Pilot performs trademark stunt while photobombing other aircraft
A pilot performs one of his signature manoeuvres – while PHOTOBOMBING different aircraft.
Daring Rob Holland, 39, is able to fly upside down directly above other planes while travelling more than 150mph.
Sometimes there is just a matter of inches between Rob and the other plane as he barrels over the pilot in the cockpit below.
In scenes reminiscent of the hit movie Top Gun, Rob has pulled off the split-second roll over the likes of jets and other nimble aircraft.
He performs the spectacular stunts in his custom, all-carbon fibre competition aerobatic plane, known as an MXS-RH
But has also flown a rare, WWII-era fighter P-38 for some of these snaps.
Rob, from Nashua in New Hampshire, USA, flew in his first air show in 2002 and has clocked more than 10,000 hours of flight experience.
The pilot has been crowned U.S. National Aerobatic Champion four times and World Freestyle Champion twice.
He said: “The whole manoeuvre is all about trust and experience.
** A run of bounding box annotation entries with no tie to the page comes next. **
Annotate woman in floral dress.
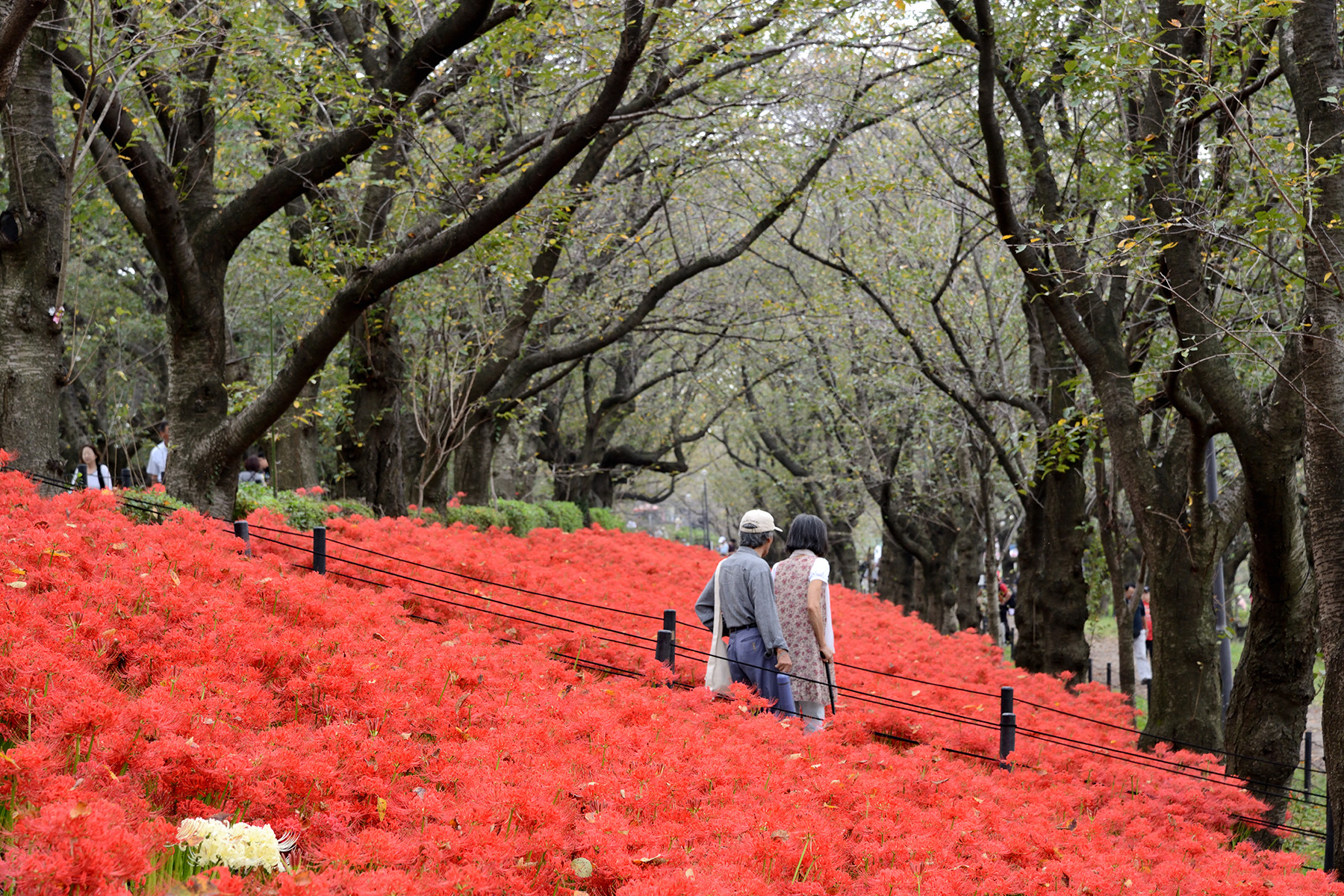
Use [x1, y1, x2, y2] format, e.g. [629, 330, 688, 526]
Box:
[770, 513, 835, 733]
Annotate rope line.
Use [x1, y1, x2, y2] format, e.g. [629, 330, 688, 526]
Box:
[0, 467, 1325, 839]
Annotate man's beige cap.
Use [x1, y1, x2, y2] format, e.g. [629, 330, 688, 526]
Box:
[738, 511, 783, 532]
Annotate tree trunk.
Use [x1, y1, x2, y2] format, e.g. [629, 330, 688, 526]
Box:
[1013, 466, 1089, 681]
[1126, 529, 1223, 750]
[272, 379, 320, 491]
[0, 25, 69, 478]
[828, 514, 859, 591]
[918, 520, 959, 634]
[164, 264, 238, 520]
[1227, 466, 1317, 838]
[980, 464, 1003, 645]
[1253, 0, 1344, 868]
[953, 517, 985, 632]
[877, 533, 915, 607]
[341, 294, 406, 516]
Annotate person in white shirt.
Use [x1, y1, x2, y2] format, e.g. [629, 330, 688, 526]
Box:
[145, 420, 168, 482]
[70, 444, 111, 489]
[770, 513, 836, 733]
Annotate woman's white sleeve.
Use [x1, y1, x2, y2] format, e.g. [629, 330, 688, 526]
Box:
[808, 558, 830, 585]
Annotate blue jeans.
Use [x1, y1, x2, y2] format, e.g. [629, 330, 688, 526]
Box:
[729, 626, 798, 716]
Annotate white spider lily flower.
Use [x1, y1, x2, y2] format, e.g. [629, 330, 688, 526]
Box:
[178, 818, 293, 872]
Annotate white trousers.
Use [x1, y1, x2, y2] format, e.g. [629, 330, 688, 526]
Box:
[1134, 632, 1153, 684]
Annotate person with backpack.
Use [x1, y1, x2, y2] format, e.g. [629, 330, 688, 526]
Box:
[770, 513, 836, 735]
[70, 442, 111, 489]
[695, 511, 794, 715]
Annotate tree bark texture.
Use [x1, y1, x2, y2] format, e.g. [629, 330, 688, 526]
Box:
[0, 24, 69, 477]
[1013, 466, 1089, 681]
[1223, 466, 1317, 824]
[877, 533, 915, 607]
[272, 380, 321, 491]
[341, 294, 406, 516]
[453, 408, 500, 504]
[1281, 0, 1344, 868]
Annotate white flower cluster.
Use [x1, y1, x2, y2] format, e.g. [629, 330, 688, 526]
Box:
[178, 818, 285, 871]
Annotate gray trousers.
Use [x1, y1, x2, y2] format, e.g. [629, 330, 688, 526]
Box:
[729, 626, 798, 716]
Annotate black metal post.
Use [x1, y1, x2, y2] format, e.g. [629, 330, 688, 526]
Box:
[234, 520, 252, 556]
[653, 629, 672, 669]
[662, 610, 676, 672]
[998, 712, 1018, 771]
[313, 525, 326, 575]
[1302, 731, 1312, 795]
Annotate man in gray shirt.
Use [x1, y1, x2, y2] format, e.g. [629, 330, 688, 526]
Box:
[695, 511, 793, 712]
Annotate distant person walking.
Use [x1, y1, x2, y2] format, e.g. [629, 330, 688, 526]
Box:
[70, 442, 111, 489]
[238, 454, 266, 485]
[1125, 583, 1153, 685]
[695, 511, 793, 715]
[770, 513, 836, 735]
[145, 420, 168, 484]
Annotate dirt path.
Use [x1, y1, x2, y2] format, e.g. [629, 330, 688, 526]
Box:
[1089, 632, 1325, 771]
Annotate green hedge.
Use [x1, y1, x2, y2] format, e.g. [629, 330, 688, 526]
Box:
[541, 501, 583, 532]
[499, 501, 551, 536]
[234, 482, 375, 531]
[588, 508, 625, 529]
[117, 491, 191, 525]
[444, 504, 508, 532]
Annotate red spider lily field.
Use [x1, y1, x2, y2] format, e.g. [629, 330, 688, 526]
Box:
[0, 474, 1344, 896]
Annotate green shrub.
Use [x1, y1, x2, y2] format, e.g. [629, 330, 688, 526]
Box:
[326, 498, 378, 520]
[234, 482, 363, 531]
[499, 501, 551, 535]
[541, 501, 583, 532]
[444, 504, 508, 532]
[588, 508, 625, 529]
[117, 491, 191, 525]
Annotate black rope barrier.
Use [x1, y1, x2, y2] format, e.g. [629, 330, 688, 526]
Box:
[0, 467, 1325, 839]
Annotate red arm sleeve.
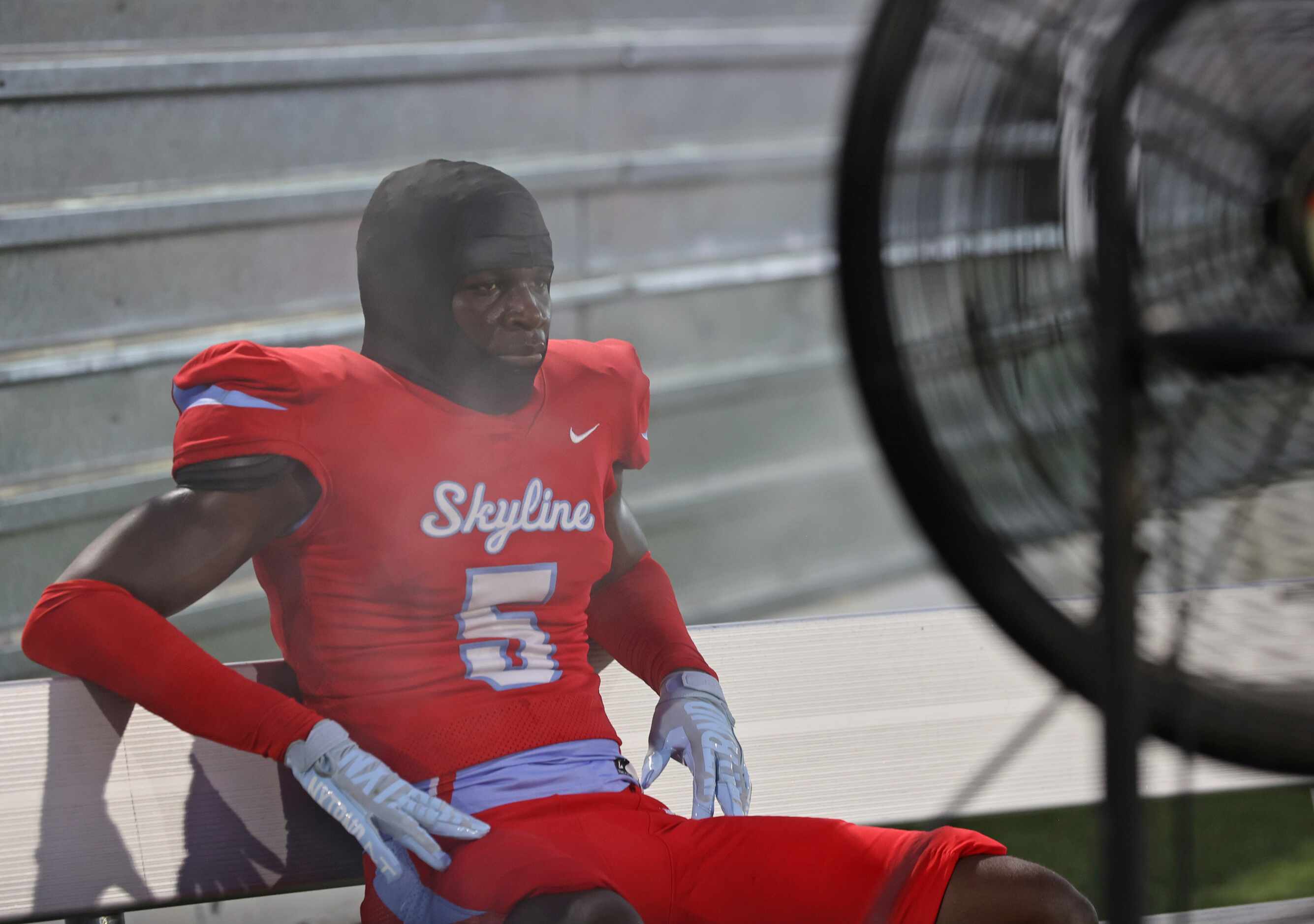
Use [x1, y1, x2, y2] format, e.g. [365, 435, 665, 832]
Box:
[595, 340, 649, 473]
[22, 581, 322, 761]
[173, 340, 329, 506]
[586, 554, 716, 690]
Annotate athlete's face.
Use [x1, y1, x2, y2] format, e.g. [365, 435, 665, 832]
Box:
[452, 267, 552, 372]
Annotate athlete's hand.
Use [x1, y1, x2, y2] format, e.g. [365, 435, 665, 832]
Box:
[282, 719, 489, 882]
[643, 670, 753, 818]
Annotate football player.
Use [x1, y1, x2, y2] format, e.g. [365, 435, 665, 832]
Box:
[24, 160, 1095, 924]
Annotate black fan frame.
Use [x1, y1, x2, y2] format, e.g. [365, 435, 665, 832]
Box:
[834, 0, 1314, 774]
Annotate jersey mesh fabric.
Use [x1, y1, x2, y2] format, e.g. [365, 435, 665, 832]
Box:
[175, 340, 648, 779]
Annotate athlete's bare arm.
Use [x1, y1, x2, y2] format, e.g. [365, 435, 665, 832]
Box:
[59, 456, 319, 616]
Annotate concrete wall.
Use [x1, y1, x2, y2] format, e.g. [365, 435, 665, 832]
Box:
[0, 0, 951, 678]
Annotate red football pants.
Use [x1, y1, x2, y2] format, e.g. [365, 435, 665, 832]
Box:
[360, 787, 1004, 924]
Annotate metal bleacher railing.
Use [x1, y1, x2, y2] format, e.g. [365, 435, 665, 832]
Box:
[0, 9, 926, 678]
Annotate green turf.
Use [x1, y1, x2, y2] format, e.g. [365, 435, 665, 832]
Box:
[914, 786, 1314, 914]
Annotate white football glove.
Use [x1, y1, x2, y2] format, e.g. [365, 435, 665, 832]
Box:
[282, 719, 489, 882]
[643, 670, 753, 818]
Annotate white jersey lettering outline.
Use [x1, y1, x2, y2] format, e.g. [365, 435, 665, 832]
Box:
[419, 478, 596, 554]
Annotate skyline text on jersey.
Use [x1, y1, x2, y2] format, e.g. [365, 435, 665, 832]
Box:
[419, 478, 596, 554]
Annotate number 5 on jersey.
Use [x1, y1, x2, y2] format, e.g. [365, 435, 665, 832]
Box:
[456, 561, 561, 690]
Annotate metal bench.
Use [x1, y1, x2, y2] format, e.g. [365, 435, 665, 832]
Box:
[0, 607, 1303, 924]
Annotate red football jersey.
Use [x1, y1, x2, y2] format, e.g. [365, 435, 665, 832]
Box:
[173, 340, 648, 781]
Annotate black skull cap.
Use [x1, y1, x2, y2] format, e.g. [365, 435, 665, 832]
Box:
[356, 160, 552, 321]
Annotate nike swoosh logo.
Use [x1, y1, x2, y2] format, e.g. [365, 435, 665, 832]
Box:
[570, 423, 602, 443]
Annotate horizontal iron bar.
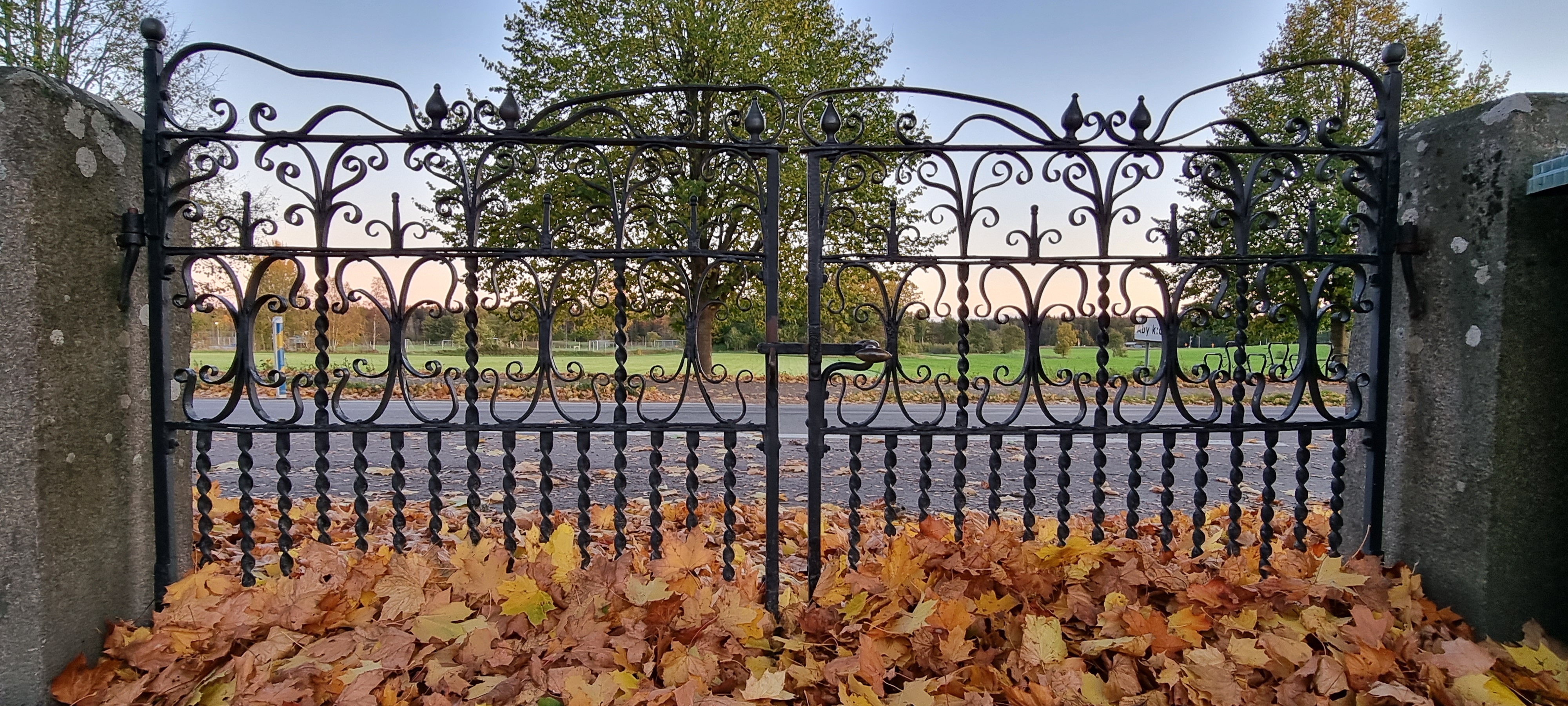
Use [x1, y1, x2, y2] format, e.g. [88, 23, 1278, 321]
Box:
[168, 420, 764, 435]
[158, 130, 789, 152]
[823, 420, 1375, 436]
[163, 246, 762, 262]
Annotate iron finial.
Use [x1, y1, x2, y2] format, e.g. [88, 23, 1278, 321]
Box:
[1129, 96, 1154, 140]
[1383, 42, 1405, 67]
[141, 17, 169, 42]
[499, 88, 522, 130]
[822, 99, 844, 144]
[745, 99, 768, 143]
[425, 83, 448, 130]
[1062, 93, 1083, 140]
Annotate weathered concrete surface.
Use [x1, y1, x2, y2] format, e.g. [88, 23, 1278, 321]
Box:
[1380, 94, 1568, 640]
[0, 67, 190, 704]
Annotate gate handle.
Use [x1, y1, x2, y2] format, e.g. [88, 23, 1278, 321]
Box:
[757, 340, 892, 362]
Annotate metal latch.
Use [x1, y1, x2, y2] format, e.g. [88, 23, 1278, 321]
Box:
[114, 209, 147, 311]
[1394, 223, 1427, 318]
[757, 340, 892, 362]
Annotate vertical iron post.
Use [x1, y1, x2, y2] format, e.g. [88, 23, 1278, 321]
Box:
[762, 149, 781, 615]
[1363, 42, 1405, 555]
[806, 154, 828, 595]
[141, 17, 177, 606]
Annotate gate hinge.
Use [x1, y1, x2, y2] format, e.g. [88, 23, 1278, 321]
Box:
[114, 209, 147, 311]
[1394, 223, 1427, 318]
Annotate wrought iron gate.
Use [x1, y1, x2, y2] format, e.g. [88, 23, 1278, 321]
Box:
[141, 22, 1402, 607]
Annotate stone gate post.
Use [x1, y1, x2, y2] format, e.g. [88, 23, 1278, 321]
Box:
[0, 67, 191, 704]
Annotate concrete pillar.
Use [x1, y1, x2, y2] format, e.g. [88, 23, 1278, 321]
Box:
[0, 67, 191, 704]
[1380, 93, 1568, 640]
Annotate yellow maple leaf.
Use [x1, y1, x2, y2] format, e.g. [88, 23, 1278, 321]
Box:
[1079, 671, 1110, 706]
[408, 602, 488, 642]
[495, 576, 555, 624]
[546, 524, 582, 588]
[1312, 557, 1367, 590]
[1449, 675, 1524, 706]
[626, 576, 674, 606]
[887, 601, 936, 635]
[1019, 615, 1068, 665]
[740, 671, 795, 701]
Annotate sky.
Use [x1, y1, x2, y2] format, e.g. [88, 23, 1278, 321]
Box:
[168, 0, 1568, 308]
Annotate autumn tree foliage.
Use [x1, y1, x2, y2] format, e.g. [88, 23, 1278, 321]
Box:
[1182, 0, 1508, 356]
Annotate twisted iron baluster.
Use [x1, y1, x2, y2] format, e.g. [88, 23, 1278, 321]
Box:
[315, 422, 332, 544]
[953, 262, 969, 541]
[648, 430, 665, 559]
[577, 431, 593, 568]
[615, 257, 627, 557]
[276, 433, 293, 576]
[392, 431, 408, 552]
[685, 431, 702, 530]
[1057, 435, 1073, 546]
[235, 431, 256, 585]
[425, 431, 442, 544]
[1024, 433, 1040, 541]
[1127, 433, 1143, 540]
[1258, 431, 1279, 577]
[1292, 428, 1312, 552]
[919, 435, 931, 521]
[1192, 431, 1209, 559]
[1225, 431, 1247, 557]
[500, 428, 517, 562]
[1328, 428, 1345, 557]
[351, 431, 370, 551]
[724, 431, 735, 580]
[539, 431, 555, 540]
[1160, 431, 1176, 552]
[850, 435, 861, 571]
[883, 435, 898, 537]
[985, 435, 1002, 524]
[463, 256, 483, 544]
[1088, 435, 1105, 541]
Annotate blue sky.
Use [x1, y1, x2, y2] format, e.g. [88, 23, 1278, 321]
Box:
[169, 0, 1568, 124]
[159, 0, 1568, 306]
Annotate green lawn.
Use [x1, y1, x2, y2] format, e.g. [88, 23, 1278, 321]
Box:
[191, 345, 1328, 377]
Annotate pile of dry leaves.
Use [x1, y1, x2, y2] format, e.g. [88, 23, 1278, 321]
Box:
[55, 496, 1568, 706]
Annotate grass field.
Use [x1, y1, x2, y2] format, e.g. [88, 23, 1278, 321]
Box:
[191, 345, 1328, 377]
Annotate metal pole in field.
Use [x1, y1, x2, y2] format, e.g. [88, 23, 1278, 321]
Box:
[273, 317, 289, 397]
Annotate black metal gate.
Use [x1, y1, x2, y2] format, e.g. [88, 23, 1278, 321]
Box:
[138, 22, 1402, 607]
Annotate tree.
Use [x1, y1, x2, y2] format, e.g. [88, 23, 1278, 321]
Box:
[1052, 322, 1077, 358]
[1182, 0, 1508, 356]
[467, 0, 935, 375]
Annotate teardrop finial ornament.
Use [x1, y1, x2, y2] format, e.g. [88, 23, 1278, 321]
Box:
[141, 17, 169, 42]
[745, 99, 768, 143]
[495, 88, 522, 130]
[822, 99, 844, 144]
[1127, 96, 1154, 140]
[1383, 42, 1405, 67]
[1062, 93, 1083, 140]
[425, 83, 450, 130]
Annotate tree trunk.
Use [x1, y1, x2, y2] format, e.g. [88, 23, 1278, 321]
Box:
[696, 292, 718, 375]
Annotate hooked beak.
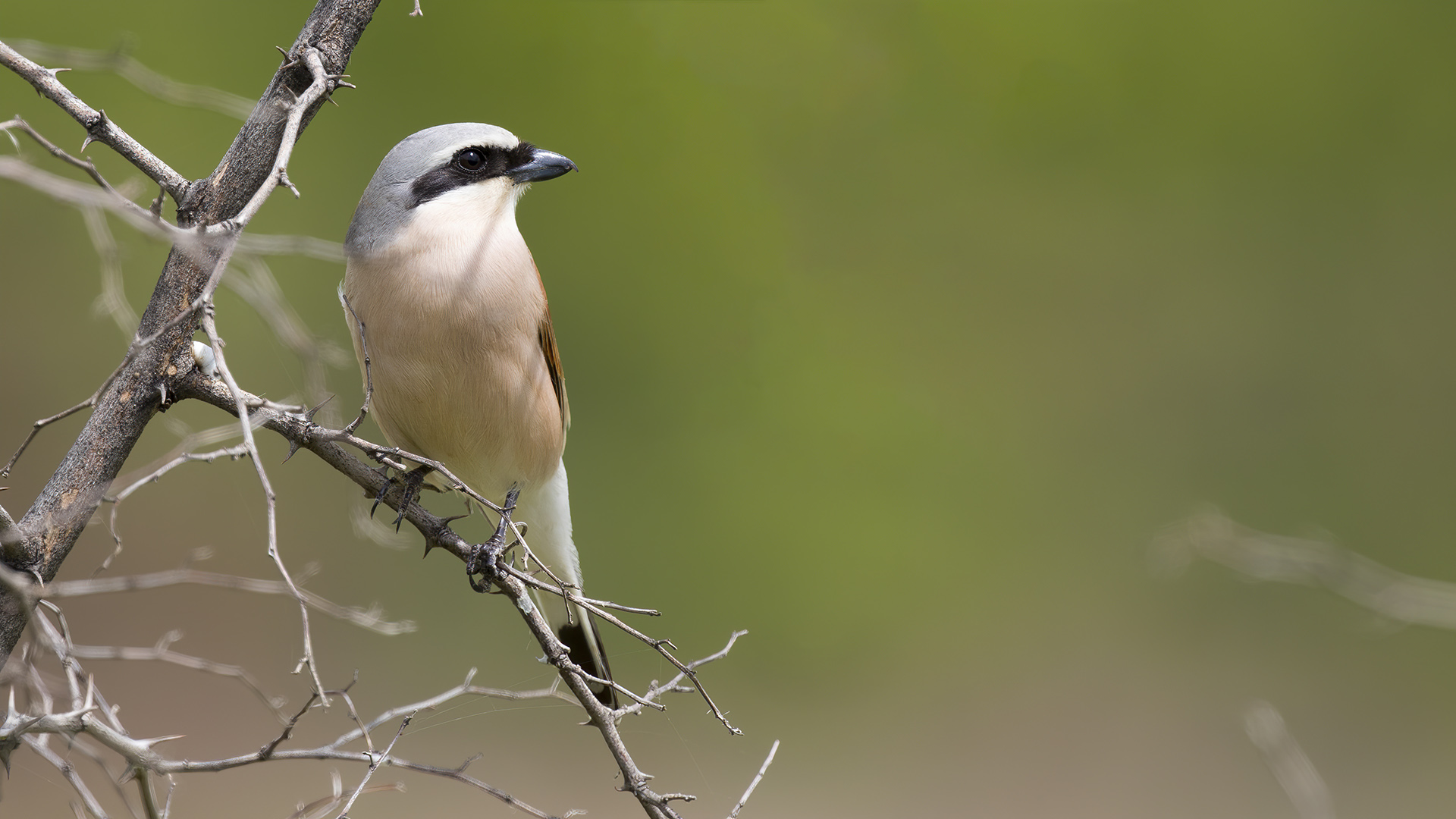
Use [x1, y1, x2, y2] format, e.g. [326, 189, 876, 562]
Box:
[508, 149, 576, 185]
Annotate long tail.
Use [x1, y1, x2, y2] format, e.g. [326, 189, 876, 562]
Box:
[514, 454, 617, 708]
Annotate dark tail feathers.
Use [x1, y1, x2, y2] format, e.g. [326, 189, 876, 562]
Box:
[559, 609, 617, 708]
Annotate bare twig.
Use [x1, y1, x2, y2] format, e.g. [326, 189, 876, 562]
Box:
[98, 444, 252, 571]
[25, 736, 108, 819]
[339, 713, 415, 819]
[179, 373, 736, 817]
[0, 151, 344, 256]
[728, 740, 779, 819]
[68, 629, 287, 724]
[0, 42, 190, 202]
[10, 39, 253, 120]
[1244, 702, 1335, 819]
[0, 391, 100, 478]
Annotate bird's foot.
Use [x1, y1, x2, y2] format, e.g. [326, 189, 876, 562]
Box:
[369, 466, 429, 532]
[464, 487, 521, 593]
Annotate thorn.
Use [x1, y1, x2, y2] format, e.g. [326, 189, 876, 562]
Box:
[278, 168, 301, 198]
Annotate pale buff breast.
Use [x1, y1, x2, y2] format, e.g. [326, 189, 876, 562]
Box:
[344, 180, 565, 497]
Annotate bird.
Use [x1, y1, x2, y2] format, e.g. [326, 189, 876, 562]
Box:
[340, 122, 617, 708]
I pick only experienced pilots I trust to fly with and then we all fly exactly as we plan.
“We brief what we fly and fly what we brief. I fly off the photo plane the whole time. Once I roll upside down, I try to stay as level and smooth as I can. It takes years of experience flying in formation to perform manoeuvres like this safely.
“But it’s a lot of fun and also an honour to share the sky with so many incredible planes and pilots. In the end, I hope the images serve to inspire other people to pursue their dreams.
“I never fear – if I was afraid, I wouldn’t do it. I don’t fear this kind of flying, but I respect it.
“By having respect for the dangers inherent in flying, you can manage and minimise the risk. You want these manoeuvres to look dangerous, but actually be safe.”
Photographer Steven Serdikoff, 44, has been photographing the daredevil pilot for two years.
And he is still amazed at the safety precautions which go into each trick.
Steve, from Philadelphia, Pennsylvania, said: “The most difficult aspect of capturing these shots is working to get sharp images from a platform – an aeroplane – constantly in motion.
“You want to use slow shutter speeds so the aircraft propellers are blurred, but that makes it harder to get the planes themselves sharp, especially when the air is rough.
“While these may appear to be stunts they really are carefully coordinated manoeuvres executed by highly trained aviators with years of experience.
“And, of course, sharing the sky with my heroes never gets old.
“I’m glad to be able to share the experiences with everyone through these photos.”